WHY LOVING THE UNLOVABLE STINKS
He’s rude. He’s inappropriate. He’s foul-mouthed. He thinks he’s funny and cute. He makes snide remarks to people and doesn’t care about the outcome. He speaks his mind with total disregard for whomever he wipes out in the wake of his words. He makes more enemies than friends and couldn’t care less.
He’s the topic of frequent conversations and complaints among other residents at the senior living community where I work.
Sometimes he can be charming. Occasionally he can be sweet. But my experience is more the former than the latter.
As I walked up to the table where he was seated recently, I heard him tell his table mates, “This lady here is a real b*tch.” I don’t know if he was kidding or serious. It didn’t matter really.
This summer I personally registered him to vote and hand delivered his form to the Clay County Board of Elections in Liberty, Missouri. I’ve answered questions that he’s inquired about. I always say hello, am always friendly and reach out to him. But quite frankly it’s not easy. To be honest, I’d rather toss him out with the rest of the trash at the end of the day.
Every month, I run our Resident Council meeting. Yesterday he came. Shocker! He doesn’t attend anything…ever. Before the meeting, I make coffee for the residents and serve each one of them. It was all I could do to serve this man—who is rude, difficult, and unkind—without wanting to “accidentally” spill the coffee on him. But serve him I did. I’m pretty sure he muttered a “thank you” somewhere in there. And I thought for a hot second, “maybe this is progress.” I thought wrong. Later in the meeting he got ticked off at me and stormed out. I shook my head and moved on with the meeting.
Loving the unlovable is a real struggle. It’s frustrating. Loving the unlovable is work, there’s no reward, and it’s not any fun—three things which we spoiled, self-centered Americans aren’t particularly fond of.
I was kinda frustrated at the end of the day as I reflected back. My conversation with Jesus at that point went something like this:
“I’m done. I’m not wasting my time with that guy anymore.”
“Love him anyway.”
“But it’s pure work.”
“Indeed it is. But love him anyway.”
“But I never see any progress in my love for him.”

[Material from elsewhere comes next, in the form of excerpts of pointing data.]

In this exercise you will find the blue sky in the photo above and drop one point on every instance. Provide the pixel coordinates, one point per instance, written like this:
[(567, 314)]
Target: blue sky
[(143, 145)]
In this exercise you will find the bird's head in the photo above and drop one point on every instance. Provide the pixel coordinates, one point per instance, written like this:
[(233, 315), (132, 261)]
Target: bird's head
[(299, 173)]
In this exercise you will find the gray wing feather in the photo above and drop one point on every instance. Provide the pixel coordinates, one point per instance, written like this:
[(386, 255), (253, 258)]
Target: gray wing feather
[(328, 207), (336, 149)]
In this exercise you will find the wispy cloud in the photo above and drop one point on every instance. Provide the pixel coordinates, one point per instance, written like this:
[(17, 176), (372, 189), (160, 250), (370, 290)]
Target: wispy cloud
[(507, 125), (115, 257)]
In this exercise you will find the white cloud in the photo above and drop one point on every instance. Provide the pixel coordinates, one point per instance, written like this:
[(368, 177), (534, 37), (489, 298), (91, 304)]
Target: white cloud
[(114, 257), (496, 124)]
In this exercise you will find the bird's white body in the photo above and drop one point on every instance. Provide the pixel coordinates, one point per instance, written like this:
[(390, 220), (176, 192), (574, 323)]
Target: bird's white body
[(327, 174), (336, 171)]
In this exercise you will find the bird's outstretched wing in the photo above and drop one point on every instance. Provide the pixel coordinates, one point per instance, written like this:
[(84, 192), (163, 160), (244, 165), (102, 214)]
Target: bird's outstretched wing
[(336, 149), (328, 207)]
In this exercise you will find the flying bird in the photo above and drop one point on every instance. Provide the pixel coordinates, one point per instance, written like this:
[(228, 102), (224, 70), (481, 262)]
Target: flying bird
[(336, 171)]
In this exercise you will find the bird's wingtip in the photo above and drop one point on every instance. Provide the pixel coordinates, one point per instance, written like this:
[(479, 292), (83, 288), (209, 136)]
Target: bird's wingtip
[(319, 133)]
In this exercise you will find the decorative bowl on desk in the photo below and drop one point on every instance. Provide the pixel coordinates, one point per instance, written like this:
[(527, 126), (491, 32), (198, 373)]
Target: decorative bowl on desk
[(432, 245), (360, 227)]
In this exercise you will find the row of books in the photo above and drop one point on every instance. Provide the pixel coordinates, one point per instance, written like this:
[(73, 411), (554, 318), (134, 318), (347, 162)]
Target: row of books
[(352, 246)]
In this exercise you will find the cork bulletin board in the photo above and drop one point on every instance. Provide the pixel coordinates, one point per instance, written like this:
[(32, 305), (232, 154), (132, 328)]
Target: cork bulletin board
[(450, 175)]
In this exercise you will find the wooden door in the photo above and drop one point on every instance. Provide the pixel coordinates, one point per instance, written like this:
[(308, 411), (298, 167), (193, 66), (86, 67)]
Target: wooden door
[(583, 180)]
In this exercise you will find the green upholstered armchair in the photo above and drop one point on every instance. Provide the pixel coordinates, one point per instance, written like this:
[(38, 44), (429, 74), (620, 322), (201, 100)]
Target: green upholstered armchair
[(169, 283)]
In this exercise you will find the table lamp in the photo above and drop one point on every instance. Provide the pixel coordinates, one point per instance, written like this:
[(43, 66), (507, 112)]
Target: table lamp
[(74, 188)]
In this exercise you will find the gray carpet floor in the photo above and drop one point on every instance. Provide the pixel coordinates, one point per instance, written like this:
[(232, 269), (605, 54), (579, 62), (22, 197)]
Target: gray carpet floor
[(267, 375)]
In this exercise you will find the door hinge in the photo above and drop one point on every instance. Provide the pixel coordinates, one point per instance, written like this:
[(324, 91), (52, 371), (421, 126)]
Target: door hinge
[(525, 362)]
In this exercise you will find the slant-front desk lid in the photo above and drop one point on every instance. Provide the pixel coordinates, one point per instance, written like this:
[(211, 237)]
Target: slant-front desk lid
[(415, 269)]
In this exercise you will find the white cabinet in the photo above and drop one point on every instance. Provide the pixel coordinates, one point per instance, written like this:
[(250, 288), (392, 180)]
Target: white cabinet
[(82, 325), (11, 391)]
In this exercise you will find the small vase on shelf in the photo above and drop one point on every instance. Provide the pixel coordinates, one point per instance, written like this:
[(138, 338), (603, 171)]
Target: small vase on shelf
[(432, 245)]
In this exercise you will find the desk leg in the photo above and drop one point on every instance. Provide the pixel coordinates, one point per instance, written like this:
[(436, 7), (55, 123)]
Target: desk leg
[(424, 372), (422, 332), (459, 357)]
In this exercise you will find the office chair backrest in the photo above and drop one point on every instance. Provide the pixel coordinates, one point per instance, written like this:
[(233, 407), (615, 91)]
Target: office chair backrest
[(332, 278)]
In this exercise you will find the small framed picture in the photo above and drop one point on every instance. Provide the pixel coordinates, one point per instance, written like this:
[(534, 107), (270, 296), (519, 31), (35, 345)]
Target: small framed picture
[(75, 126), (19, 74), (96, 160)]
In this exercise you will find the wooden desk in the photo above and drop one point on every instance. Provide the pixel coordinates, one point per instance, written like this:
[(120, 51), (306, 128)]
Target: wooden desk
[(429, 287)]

“Doesn’t matter. Love him anyway.”
“But I served that guy coffee today, adding cream and sugar just the way he likes it, and this is the thanks I get in return?”
“Yes! And by the way…it’s not about you!”
“This straight up stinks!”
“Maybe to you. But your loving the unlovable is a sweet fragrance to Me.”
Deep breath. Reboot. Got it.
You see…whether we know it or not…whether we feel it or not…whether we see progress or not…the sweet fragrance of the likeness of Christ can be an irresistible pull toward the Savior.